El investigador del FBI está convencido de que el asesino es de raza negra (“un niño de color nunca subiría al coche de un blanco”, argumenta); la comunidad, en cambio, atribuye las desapariciones al Ku Klux Klan, siempre activo en la zona. Las investigaciones derivan en el arresto de Wayne Williams, un productor musical de dudosas credenciales que cumple con todas las características del perfil elaborado por Holden. Interpretado con carismático engreimiento por Christopher Livingston, Williams luce y actúa como culpable, pero no admite involucramiento alguno en los crímenes. La policía tampoco presenta evidencia que lo vincule con el grueso de las víctimas. Presionadas por la opinión pública, las autoridades condenan a Williams por dos homicidios y lo exhiben como el responsable histórico de todas las desapariciones. Nadie queda satisfecho con la investigación, ni siquiera el mismo Holden, cuyo narcisismo creciente le impide cobrar conciencia de sus propios errores metodológicos. El desenlace recuerda al tono de Crónica de un asesino en serie (2003), cinta dirigida por Bong Joon-Ho que relata la investigación infructuosa de una cadena de asesinatos acontecida en Corea del Sur a mediados de los ochenta. La adrenalina de la caza deviene en impotencia y parálisis: el compromiso de los investigadores de Mindhunter naufraga en el sabotaje burocrático, las limitaciones intelectuales y el deseo de esconder la verdad.
Pese a las dudas que rodean las pesquisas, el FBI considera la aprehensión de Williams como un éxito: Holden y Bill son coronados como héroes cuyo nuevo estatus les gana el derecho de viajar en avión privado. El encomio de los superiores contrasta con la decepción de los afectados. La responsabilidad moral asumida con las madres de los desaparecidos ejerce un costo sobre la ya fracturada sique de Holden.
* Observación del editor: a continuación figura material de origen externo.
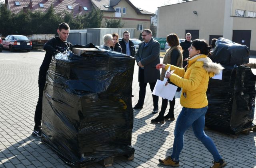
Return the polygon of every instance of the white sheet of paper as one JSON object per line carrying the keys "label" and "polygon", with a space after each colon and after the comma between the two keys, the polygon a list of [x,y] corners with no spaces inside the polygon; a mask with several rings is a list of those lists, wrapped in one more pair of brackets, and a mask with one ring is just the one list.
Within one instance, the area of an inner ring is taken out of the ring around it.
{"label": "white sheet of paper", "polygon": [[221,71],[220,72],[219,74],[215,74],[215,75],[212,78],[212,79],[219,79],[221,80],[222,79],[222,71]]}
{"label": "white sheet of paper", "polygon": [[178,87],[170,84],[164,86],[165,83],[162,80],[157,80],[152,94],[172,101]]}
Durante buena parte de la segunda temporada, el agente asume el rol de un “guardián entre el centeno” dedicado a proteger a los niños desamparados de la ciudad (el nombre, como confiesa el mismo Penhall, es un guiño al libro de J.D. Salinger). Atlanta, sin embargo, nunca acepta a Holden como hijo: tras el carpetazo a la investigación, las madres le manifiestan su decepción. Ni siquiera Tanya, la recepcionista de hotel que lo introduce al caso, le ofrece simpatía. Las únicas personas dispuestas a abrazar a Holden son los sicópatas que entrevista cotidianamente; ellos son su única y verdadera familia, nadie más. Al igual que Wendy y Bill, Holden regresa solo a casa, sin mayor compañía que la televisión, un plato de espagueti y una camisa manchada de sangre que no puede limpiar.
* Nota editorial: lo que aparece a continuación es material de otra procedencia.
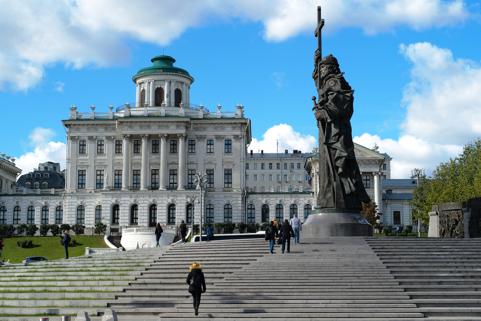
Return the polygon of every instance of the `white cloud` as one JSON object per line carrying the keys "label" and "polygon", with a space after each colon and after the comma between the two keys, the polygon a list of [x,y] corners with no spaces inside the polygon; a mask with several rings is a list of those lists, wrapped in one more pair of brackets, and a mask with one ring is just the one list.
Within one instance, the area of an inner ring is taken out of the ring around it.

A manera de epílogo, vemos cómo BTK se masturba tras contemplar las fotos y “trofeos” de sus víctimas. A diferencia de lo sucedido en el prólogo, esta vez el orgasmo está garantizado: el asesino se encuentra en un cuarto de hotel, seguro, a años luz del hogar soñado.
Las primeras dos temporadas de Mindhunter se encuentran disponibles en Netflix.